10 de Junio de 1933. Aeródromo de Tablada, Sevilla. El Ejército del Aire de España se dispone a intentar una de las hazañas aérea todavía sin conseguir por la aviación de la época a nivel global. Unir sin escalas la ciudad de Sevilla con Cuba y proseguir luego hasta México con una aeronave bautizada «Cuatro Vientos». Esta madrugada del 10 de Junio de 2020 se han cumplido ya 87 años. Por aquel entonces el “Cuatro Vientos” despegó para cumplir su cita con la historia y desgraciadamente lo que cumplió fue una de las desapariciones más famosas sin resolver a día de hoy. Os lo cuento en mi artículo.

 

Barberán y Collar son nombrados Hijos Adoptivos de Sevilla tras la gesta y desaparición de ambos aviadores. En la Base Aérea de Tablada, en Sevilla, esta placa conmemorativa rinde homenaje póstumo a la última hazaña de la aviación española.

 

Bienvenidos a mi blog de «Misterios Aéreos», amigos de los enigmas. Como bien sabéis, siempre hemos tratado muchas y famosas desapariciones de aviones en este espacio, aunque siempre acostumbrados a leer desapariciones sin resolver protagonizadas por aviones extranjeros. En esta ocasión os invito a conocer una de las historias más apasionantes y enigmáticas recogidas en las páginas de la aviación civil española. Tras los diferentes raids (intentos por lograr nuevas hazañas aéreas) realizados por el Ejército del Aire de España, en los que se habían unido todos los países de habla hispana, aún quedaba pendiente un vuelo, quizá el más difícil de todos: El vuelo Sevilla – Cuba (la distancia más larga hasta entonces), en el que se exigía un profundo estudio del viaje y unos requerimientos técnicos adicionales, ya que iba a ser necesaria una navegación perfecta a lo largo de un prolongado recorrido sobre el mar, no conseguido hasta aquel momento. Según el historiador Jesús María Salas Larrazábal, fue este el más difícil, en el que 6.000 kilómetros iban a ser sobre la superficie del océano.

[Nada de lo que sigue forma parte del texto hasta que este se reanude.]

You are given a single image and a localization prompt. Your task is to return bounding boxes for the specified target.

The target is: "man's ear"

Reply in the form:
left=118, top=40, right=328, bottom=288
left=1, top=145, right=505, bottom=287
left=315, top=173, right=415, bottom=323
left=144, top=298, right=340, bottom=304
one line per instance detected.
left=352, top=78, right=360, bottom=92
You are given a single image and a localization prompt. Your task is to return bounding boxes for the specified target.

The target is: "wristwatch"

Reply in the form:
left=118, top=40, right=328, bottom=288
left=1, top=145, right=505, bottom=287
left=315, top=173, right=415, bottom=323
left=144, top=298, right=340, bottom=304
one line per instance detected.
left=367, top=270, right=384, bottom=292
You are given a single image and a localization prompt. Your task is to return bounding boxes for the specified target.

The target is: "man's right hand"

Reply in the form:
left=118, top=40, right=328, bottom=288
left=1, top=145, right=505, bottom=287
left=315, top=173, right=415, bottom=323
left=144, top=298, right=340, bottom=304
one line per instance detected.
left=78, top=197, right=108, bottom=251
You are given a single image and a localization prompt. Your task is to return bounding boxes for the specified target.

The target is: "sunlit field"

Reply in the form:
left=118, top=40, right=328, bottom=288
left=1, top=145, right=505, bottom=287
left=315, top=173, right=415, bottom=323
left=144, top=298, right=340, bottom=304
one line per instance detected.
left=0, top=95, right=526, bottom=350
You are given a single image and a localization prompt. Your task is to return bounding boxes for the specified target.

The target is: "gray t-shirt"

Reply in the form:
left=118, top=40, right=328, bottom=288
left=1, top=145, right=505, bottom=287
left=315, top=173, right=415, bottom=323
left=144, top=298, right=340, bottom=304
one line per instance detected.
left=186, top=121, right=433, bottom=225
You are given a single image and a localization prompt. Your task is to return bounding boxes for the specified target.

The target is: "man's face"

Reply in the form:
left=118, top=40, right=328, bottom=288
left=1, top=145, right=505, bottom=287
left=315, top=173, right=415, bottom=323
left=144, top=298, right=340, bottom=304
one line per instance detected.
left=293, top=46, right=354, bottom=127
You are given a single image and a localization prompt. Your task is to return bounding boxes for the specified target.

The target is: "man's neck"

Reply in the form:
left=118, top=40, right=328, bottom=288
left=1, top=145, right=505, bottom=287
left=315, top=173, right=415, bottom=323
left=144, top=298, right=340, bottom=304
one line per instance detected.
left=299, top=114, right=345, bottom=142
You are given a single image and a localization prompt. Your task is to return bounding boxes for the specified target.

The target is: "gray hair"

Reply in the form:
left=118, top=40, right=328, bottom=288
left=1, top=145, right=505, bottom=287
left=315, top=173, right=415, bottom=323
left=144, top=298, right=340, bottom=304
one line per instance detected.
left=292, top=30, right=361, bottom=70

Para este difícil reto, se designó a Mariano Barberán y Tros de Ilarduya, director en aquel momento de la Escuela de Observadores. Persona de gran prestigio internacional por su experiencia y conocimientos en navegación aérea, Barberán había sido la persona que había preparado junto a Ramón Franco (el hermano de Francisco Franco) el vuelo del “Plus Ultra” de 1926.

 

Barberán y Collar en uno de los numerosos homenajes que recibieron en la época tras el primer logro de unir Sevilla y Cuba sin escalas.

 

Barberán solicitó como piloto y compañero en el raid a Joaquín Collar y Sierra, de amplia experiencia militar obtenida durante la Guerra de África y en el cual depositaba toda su confianza. Había participado en el intento de Golpe contra la Monarquía de 1930 y su fracaso lo llevó a exiliarse temporalmente en Francia. El tercer miembro del equipo fue el sargento mecánico Modesto Madariaga, experto profesional y veterano de anteriores raids del Ejército Español, como la Patrulla Atlántida (1926-1927) o el malogrado intento de dar la vuelta al mundo junto a Ramón Franco en el hidroavión Dornier Super Wal “Numancia”.

 

La última evolución del modelo: El CASA Breguet XIX SuperTR

 

El avión designado fue la enésima versión del Breguet XIX, la TR “Superbidón”. Este modelo derivaba de los Gran Raid y del modelo Breguet XIX TF Super Bidon francés “Point d´Interrogation”, utilizado por los aviadores franceses Costes y Bellonte en su vuelo París – Nueva York, en Septiembre de 1930.

 

El avión se comenzó a fabricar (nº de serie 195) en la factoría de CASA en Getafe en Febrero de 1933  y fue entregado el 15 de Abril de 1933, pintado en blanco y con dos líneas rojas en su fuselaje.

 

El nuevo avión iba a contar con algunas modificaciones, con el fin de aumentar el alcance necesario para el nuevo reto. En primer lugar, se aumentó la envergadura y la superficie alar del aparato, quedando situada en 18,33 m y 59,94 m2 respectivamente. Con ello aumentaba la capacidad de carga de combustible, calculados en 5.300 litros repartidos entre los 7 depósitos. El principal, situado entre el motor y el piloto, podía contener hasta 3.900 litros, gracias a las modificaciones que los ingenieros de CASA hicieron en el mismo, aumentando su diámetro en 24 centímetros. Además, en caso de necesidad, el tanque podía ser rápidamente vaciado en caso de amerizaje del aparato, calculándose una flotabilidad del mismo en unas 24 horas aproximadamente. El avión pesaba, totalmente cargado, 6.375 kg.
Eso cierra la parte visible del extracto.